L’Institut intergalactique a montré par le passé qu’il tenait à ce que l’éducation de ses étudiants ne se cantonne pas à l’acquisition de connaissances techniques mais s’étende aussi vers une certaine culture générale historique. Le professeur Phi a montré par le passé qu’il trouvait ça complètement idiot et que ses élèves auraient plus à gagner à bûcher leur prochain contrôle de « mathémagie ». Un voyage scolaire a malgré tout été organisé sur la Vieille Terre pour familiariser les élèves avec l’œuvre protéiforme de Pierre-Simon de Laplace et Phi a été désigné d’office pour faire partie des accompagnateurs. Alpha, Bêta et Epsilon sont de la partie.
« C’est quand même fou, commente Alpha en compulsant une version virtuellement augmentée de l’Essai philosophique sur les probabilités, qu’un seul homme ait été capable d’exceller dans des domaines aussi variés.
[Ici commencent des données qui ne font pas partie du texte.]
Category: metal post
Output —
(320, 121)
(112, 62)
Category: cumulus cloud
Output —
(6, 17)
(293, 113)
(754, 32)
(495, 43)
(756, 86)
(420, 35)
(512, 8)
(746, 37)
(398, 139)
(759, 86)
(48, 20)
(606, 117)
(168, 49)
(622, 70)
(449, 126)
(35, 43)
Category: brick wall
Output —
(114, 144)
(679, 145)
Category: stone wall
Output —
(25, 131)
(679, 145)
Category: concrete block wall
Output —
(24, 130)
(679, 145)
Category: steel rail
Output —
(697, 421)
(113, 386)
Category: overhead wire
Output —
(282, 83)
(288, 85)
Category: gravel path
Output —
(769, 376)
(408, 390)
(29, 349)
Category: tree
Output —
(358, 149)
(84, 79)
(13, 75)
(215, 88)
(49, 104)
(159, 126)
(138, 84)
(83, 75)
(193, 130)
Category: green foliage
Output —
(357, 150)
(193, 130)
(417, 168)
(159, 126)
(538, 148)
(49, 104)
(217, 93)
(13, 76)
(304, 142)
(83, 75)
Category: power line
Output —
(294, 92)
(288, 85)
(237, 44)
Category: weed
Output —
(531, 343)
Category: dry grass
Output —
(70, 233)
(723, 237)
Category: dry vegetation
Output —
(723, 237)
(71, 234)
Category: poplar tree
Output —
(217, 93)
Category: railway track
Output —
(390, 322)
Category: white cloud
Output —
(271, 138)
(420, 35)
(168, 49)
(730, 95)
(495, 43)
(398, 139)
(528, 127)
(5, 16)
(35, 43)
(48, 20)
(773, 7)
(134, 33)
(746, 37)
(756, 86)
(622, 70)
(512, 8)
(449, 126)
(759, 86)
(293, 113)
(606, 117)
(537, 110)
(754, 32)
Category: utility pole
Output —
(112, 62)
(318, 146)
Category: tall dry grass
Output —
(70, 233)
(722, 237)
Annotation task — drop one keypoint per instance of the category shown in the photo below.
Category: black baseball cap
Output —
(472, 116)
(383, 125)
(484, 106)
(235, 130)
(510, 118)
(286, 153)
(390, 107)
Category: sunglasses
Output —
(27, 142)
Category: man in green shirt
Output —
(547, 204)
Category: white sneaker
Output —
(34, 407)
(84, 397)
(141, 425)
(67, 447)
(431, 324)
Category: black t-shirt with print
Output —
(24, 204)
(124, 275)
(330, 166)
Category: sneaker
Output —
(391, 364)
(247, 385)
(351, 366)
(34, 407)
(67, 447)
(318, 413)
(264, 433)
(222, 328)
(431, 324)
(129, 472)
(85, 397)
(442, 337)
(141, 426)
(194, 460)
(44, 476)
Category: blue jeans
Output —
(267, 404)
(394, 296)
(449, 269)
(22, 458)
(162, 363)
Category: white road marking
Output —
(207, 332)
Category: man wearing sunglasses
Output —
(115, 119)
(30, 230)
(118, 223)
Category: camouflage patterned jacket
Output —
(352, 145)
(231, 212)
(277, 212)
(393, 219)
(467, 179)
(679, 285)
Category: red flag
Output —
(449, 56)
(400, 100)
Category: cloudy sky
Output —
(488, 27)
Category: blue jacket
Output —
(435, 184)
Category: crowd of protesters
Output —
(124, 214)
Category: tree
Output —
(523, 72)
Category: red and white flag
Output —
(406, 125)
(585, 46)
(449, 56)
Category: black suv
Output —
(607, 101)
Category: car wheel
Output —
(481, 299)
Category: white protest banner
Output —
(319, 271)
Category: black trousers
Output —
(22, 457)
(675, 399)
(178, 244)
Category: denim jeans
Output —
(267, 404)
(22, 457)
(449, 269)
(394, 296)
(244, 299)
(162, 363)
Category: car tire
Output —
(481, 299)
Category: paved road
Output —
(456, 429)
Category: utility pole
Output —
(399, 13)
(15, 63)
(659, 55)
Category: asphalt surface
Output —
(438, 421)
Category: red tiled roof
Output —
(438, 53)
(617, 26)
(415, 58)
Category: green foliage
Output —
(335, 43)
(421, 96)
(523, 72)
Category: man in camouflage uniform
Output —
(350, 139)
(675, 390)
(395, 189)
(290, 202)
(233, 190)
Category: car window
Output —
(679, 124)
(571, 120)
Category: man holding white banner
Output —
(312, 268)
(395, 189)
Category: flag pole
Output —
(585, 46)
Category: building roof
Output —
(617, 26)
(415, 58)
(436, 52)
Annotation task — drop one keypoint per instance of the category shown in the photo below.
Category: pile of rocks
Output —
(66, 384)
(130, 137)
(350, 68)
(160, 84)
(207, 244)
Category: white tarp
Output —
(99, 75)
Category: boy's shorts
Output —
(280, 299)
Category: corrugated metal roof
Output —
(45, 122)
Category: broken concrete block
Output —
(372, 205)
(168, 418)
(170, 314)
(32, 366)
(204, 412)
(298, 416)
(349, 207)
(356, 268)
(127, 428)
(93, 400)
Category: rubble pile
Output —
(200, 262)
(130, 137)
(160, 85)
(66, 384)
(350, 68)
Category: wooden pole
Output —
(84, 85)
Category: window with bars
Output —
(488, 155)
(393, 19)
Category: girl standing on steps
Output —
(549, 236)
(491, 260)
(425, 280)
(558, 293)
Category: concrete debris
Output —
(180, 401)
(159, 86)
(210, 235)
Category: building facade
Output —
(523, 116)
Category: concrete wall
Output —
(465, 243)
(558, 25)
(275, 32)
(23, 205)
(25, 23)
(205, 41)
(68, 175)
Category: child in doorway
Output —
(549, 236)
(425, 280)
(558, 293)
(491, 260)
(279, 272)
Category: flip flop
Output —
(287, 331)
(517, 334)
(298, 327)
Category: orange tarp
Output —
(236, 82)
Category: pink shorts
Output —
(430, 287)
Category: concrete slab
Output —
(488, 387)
J’ai l’impression qu’aujourd’hui, on est déjà bien chanceux si on arrive à se faire une place dans un seul d’entre eux !
– Est-ce parce que tous les sujets sont devenus plus techniques ? s’interroge Epsilon.
‒ Ou bien c’est nous qui sommes devenus plus bêtes… s’esclaffe Bêta.
‒ Il y quand même des théories sur lesquelles les grands savants supposés omniscients se sont trompés. Laplace croyait dur comme fer au déterminisme : il affirmait qu’un daemon qui connaîtrait exactement la position de chaque particule de l’univers ainsi que les forces qui s’y appliquent à un instant donné pourrait prédire l’avenir et remonter à sa convenance dans le passé de n’importe quel système. Or la mécanique quantique et le principe d’incertitude de Heisenberg ont brisé ce rêve : il est impossible de connaître avec une précision parfaite à la fois la position et la vitesse d’une particule. L’avenir nous reste donc inaccessible…
‒ Et vive le libre-arbitre, sourit Alpha. Vous vous rendez compte qu’on est en train de faire de la physique, de la philosophie et de la politique en même temps ?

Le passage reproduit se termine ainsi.